ILS ONT PRIS L’ASCENSEUR SOCIAL
Ils sont fils et filles d’ouvriers, d’immigrés, d’agriculteurs, font des études prestigieuses ou occupent de hautes fonctions. Ils ont dû se battre, s’adapter et parfois couper avec leur milieu d’origine pour s’élever. Enquête sur ces Français qu
En apparence, il coche toutes les cases de la bonne bourgeoisie. Belle diction, fière allure, aisance naturelle, tête bien pleine. Sans parler des vacances à se dorer la pilule au Club Med et des dîners dans des deux-étoiles. Pascal, professeur et chercheur en électronique, passé par l’Ecole normale supérieure, top des écoles françaises, arbore tous les attributs de la réussite. Comment, derrière ce quinqua charmeur, deviner le fils de charpentier qui a grandi petitement dans un village au pied des Pyrénées ? Pascal ne s’est pas toujours assis à de belles tables nappées de blanc. Enfant, c’était plutôt debout à 6 heures tapantes et travaux des champs. En automne, il ramassait des glands pour nourrir les cochons, ravalant sa jalousie devant les copains en route pour le ciné. Il a connu la honte qui lui cuisait les joues quand son père venait le chercher en guimbarde à l’école. Dans cet univers familial rude, la force physique était la valeur étalon. « Moi j’étais l’intellectuel, pas très doué pour bricoler », sourit-il. Assis dans les toilettes, seul endroit tranquille, il dévorait des BD de Tarzan, faute de meilleurs livres. Le soir, son père pestait contre l’ado qui gaspillait la lumière avec ses lectures inutiles. Du CAP d’électronique à l’ENS, le jeune homme a gravi toutes les étapes, jusqu’au sommet. Ses Pyrénées à lui.

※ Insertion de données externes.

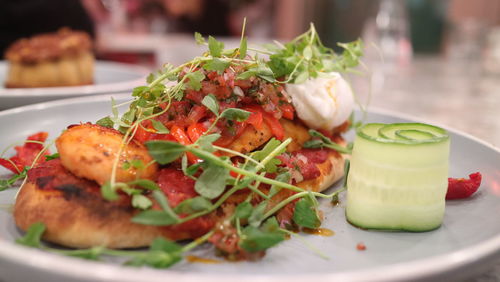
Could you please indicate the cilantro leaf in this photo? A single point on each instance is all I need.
(215, 47)
(211, 103)
(193, 205)
(6, 183)
(270, 146)
(200, 40)
(305, 213)
(108, 192)
(257, 214)
(141, 202)
(105, 122)
(206, 141)
(217, 65)
(33, 235)
(159, 127)
(165, 152)
(154, 217)
(243, 48)
(194, 79)
(235, 114)
(212, 181)
(243, 210)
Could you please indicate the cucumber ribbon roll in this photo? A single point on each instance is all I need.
(398, 177)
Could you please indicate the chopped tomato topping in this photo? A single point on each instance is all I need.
(195, 130)
(255, 117)
(288, 111)
(181, 137)
(460, 188)
(26, 154)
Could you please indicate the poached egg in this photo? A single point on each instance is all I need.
(322, 102)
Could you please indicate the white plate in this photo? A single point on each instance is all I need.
(109, 77)
(468, 241)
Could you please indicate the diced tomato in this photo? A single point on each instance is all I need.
(228, 135)
(181, 137)
(275, 125)
(270, 120)
(196, 114)
(195, 130)
(460, 188)
(195, 96)
(288, 111)
(26, 154)
(255, 117)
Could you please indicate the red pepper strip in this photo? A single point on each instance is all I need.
(195, 130)
(26, 154)
(181, 137)
(460, 188)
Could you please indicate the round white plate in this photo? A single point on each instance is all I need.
(467, 242)
(109, 77)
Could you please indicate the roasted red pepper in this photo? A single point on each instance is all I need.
(27, 153)
(460, 188)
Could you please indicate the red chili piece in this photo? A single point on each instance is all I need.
(460, 188)
(26, 154)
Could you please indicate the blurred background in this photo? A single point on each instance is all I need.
(429, 58)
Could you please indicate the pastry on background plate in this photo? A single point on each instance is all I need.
(56, 59)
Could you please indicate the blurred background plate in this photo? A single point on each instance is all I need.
(109, 77)
(467, 243)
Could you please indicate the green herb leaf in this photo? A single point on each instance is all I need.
(141, 202)
(254, 239)
(105, 122)
(211, 103)
(217, 65)
(33, 235)
(165, 152)
(154, 217)
(235, 114)
(6, 183)
(282, 177)
(243, 210)
(206, 141)
(215, 47)
(305, 213)
(200, 40)
(189, 170)
(270, 146)
(307, 53)
(257, 214)
(193, 205)
(212, 181)
(347, 166)
(243, 48)
(108, 192)
(194, 79)
(160, 128)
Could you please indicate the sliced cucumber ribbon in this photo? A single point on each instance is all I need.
(398, 177)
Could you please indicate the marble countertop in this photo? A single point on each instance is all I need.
(455, 94)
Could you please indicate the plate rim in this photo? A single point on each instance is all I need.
(9, 93)
(418, 269)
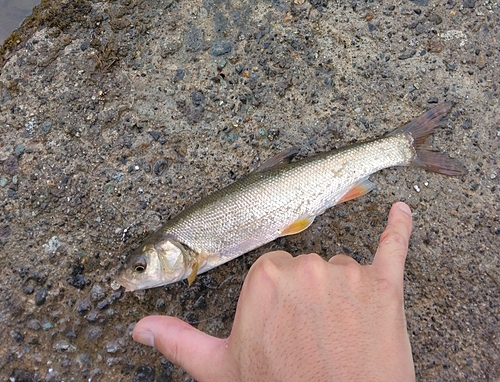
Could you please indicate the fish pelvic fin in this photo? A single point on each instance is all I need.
(279, 160)
(426, 156)
(194, 272)
(298, 225)
(360, 188)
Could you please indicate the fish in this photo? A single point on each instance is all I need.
(282, 197)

DU LUMPENPROLÉTARIAT PICARD À LA RUE D’ULM
Pascal a contredit toutes les statistiques. Il est une exception à la règle de la reproduction sociale, un défi aux pronostics, un pied de nez à Bourdieu. Alors que sept enfants d’ouvriers sur dix seront… ouvriers (Insee), et que ce chiffre reste stable, lui a grimpé à l’échelle sociale. En France, l’idéal de la méritocratie est fort. Il n’en reste pas moins très compliqué de changer de monde. L’ascenseur social, nous rebat-on les oreilles, est en panne. Ils sont pourtant partout, ceux qui s’en sortent avec brio. Ils conquièrent nos grandes écoles et s’intègrent dans les plus hautes sphères, des entreprises bobos aux chaires des universités. Ils brillent au cinéma, comme Jean-Pierre Darroussin, ou en littérature, comme Annie Ernaux, qui a écrit de nombreux livres autobiographiques sur sa condition d’« embourgeoisée ». Ils sont partout, mais ils restent discrets. Pas facile de se sentir différent. Changer de classe sociale n’est pas une sinécure. Début 2014, Edouard Louis racontait ce difficile parcours dans son premier roman, « En finir avec Eddy Bellegueule », un carton en librairies. Le jeune prodige de la littérature de 23 ans révélait son incroyable passage du lumpenprolétariat picard à la rue d’Ulm, dont il est sorti diplômé (1). Il aura poussé la transformation jusqu’à l’ultime : changer son prénom de naissance, Eddy, pour un patronyme plus upper class, Edouard. Longtemps, il n’y a pas eu de mot pour les qualifier. En 2014, la philosophe Chantal Jaquet en a inventé un : « transclasse », le préfixe « trans » désignant le passage d’un monde à l’autre avec son cortège de douleurs, d’interrogations et de satisfactions (voir p. 68).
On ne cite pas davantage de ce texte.